Don’t let the warnings discourage you from adapting your story, however.  There are still good reasons to do it. 

1)    If your agent can sell your book to Hollywood (ka-chink), having the script ready to go means the agent can more easily negotiate for you to be paid to do the first pass at the script (ka-chink).  Count on other established script writers being brought in to do a rewrite or two or three…
2)    You might be one of the lucky few whose script sells before the book or simultaneously.
3)    As I will preach throughout this series, writing screenplays will improve your other writing.

Next time I’ll discuss methods of turning your story into a screenplay.  In the meantime, keep your dialogue snappy and your directions brief.  Don’t step on the director.  Avoid dusk and dawn. 

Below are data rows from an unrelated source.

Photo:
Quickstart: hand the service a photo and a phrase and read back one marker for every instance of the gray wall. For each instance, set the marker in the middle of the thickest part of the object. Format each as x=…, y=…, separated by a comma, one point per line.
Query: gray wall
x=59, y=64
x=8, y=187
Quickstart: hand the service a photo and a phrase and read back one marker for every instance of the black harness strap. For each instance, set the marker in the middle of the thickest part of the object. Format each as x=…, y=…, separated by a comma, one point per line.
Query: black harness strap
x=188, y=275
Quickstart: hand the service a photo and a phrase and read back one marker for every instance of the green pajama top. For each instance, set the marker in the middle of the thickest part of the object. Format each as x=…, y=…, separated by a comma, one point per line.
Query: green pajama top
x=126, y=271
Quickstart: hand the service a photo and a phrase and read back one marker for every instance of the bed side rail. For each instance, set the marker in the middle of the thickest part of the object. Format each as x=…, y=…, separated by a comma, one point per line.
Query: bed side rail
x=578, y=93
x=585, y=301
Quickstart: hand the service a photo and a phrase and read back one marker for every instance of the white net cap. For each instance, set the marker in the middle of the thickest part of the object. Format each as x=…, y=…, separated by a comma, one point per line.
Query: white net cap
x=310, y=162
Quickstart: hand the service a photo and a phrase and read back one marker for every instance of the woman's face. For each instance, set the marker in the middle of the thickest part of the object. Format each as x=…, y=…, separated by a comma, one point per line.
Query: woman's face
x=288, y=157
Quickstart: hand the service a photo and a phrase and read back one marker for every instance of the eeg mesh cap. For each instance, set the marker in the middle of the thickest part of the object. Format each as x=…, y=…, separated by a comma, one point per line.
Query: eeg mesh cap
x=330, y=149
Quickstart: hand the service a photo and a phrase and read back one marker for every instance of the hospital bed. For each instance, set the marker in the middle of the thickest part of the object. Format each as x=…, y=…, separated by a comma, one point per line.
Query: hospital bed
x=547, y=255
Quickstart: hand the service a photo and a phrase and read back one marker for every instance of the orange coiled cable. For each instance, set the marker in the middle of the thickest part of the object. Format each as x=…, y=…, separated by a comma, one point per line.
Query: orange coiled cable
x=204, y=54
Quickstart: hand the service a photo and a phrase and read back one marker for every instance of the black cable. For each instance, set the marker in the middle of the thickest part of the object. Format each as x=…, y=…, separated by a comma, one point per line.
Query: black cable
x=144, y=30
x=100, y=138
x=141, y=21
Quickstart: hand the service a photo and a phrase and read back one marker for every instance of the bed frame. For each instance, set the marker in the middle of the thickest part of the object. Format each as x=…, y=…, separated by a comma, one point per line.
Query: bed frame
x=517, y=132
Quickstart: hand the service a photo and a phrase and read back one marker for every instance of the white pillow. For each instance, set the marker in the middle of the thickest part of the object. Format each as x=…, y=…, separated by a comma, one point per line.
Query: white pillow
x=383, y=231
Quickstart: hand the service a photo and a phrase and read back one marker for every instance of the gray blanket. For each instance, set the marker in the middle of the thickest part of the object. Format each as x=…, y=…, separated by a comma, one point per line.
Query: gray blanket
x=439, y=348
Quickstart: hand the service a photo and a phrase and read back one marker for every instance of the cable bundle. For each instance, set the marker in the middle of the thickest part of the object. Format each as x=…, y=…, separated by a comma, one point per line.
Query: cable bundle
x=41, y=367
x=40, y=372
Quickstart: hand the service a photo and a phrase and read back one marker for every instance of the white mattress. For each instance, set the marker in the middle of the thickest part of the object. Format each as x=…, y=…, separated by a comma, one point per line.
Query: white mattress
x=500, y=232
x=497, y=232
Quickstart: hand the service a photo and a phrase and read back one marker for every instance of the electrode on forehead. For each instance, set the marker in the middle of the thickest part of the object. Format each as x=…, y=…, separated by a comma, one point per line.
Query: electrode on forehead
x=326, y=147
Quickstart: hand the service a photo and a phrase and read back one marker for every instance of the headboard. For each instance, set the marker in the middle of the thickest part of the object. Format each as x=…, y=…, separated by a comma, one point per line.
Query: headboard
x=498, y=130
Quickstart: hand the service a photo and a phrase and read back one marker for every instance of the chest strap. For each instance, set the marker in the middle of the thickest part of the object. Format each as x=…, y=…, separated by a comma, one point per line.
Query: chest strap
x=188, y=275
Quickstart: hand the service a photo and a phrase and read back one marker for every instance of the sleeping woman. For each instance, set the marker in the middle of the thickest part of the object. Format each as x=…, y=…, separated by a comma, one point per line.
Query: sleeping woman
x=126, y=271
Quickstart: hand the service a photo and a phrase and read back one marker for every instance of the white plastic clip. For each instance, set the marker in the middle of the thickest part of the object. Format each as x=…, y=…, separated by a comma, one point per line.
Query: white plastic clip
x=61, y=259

Karen is an editor, ghost writer, pitch coach, speaker and award-winning author of novels, cookbooks, and screenplays. She’s written over a dozen solo and collaborative scripts (with Janet Fogg, Christian Lyons and director Erich Toll); each has garnered international, national and regional recognition: Moondance Film Festival, BlueCat, All She Wrote, Lighthouse Writers, Boulder Asian Film Festival, SouthWest Writers Contest, and PPW Contest. Find out more at


  1. Karen, even the term 'collaberative' strikes fear in my heart. I'm a peace-maker and that would surely doom any of my own efforts.

    I thoroughly concur that learning about screenplays can make your fiction better. On the recommendation of a friend, I purchased The Hero's 2 Journeys with Michael Hauge (a big screenplay guy) and Christopher Vogler, who wrote THE WRITER'S JOURNEY.

    My generation grew up in front of a screen. Either the small one, or the big one. Knowing that, it's important to find a conection between my reader's screen and the page their processing. Knowing a little about screenplays is important.

    Thanks for these posts!

  2. Thanks for a good post. I think if I did sell the rights to my book, I would definitely want to see it made into a movie, even if they "butchered" it. It would be too much fun to resist, and the film would of course sell more books.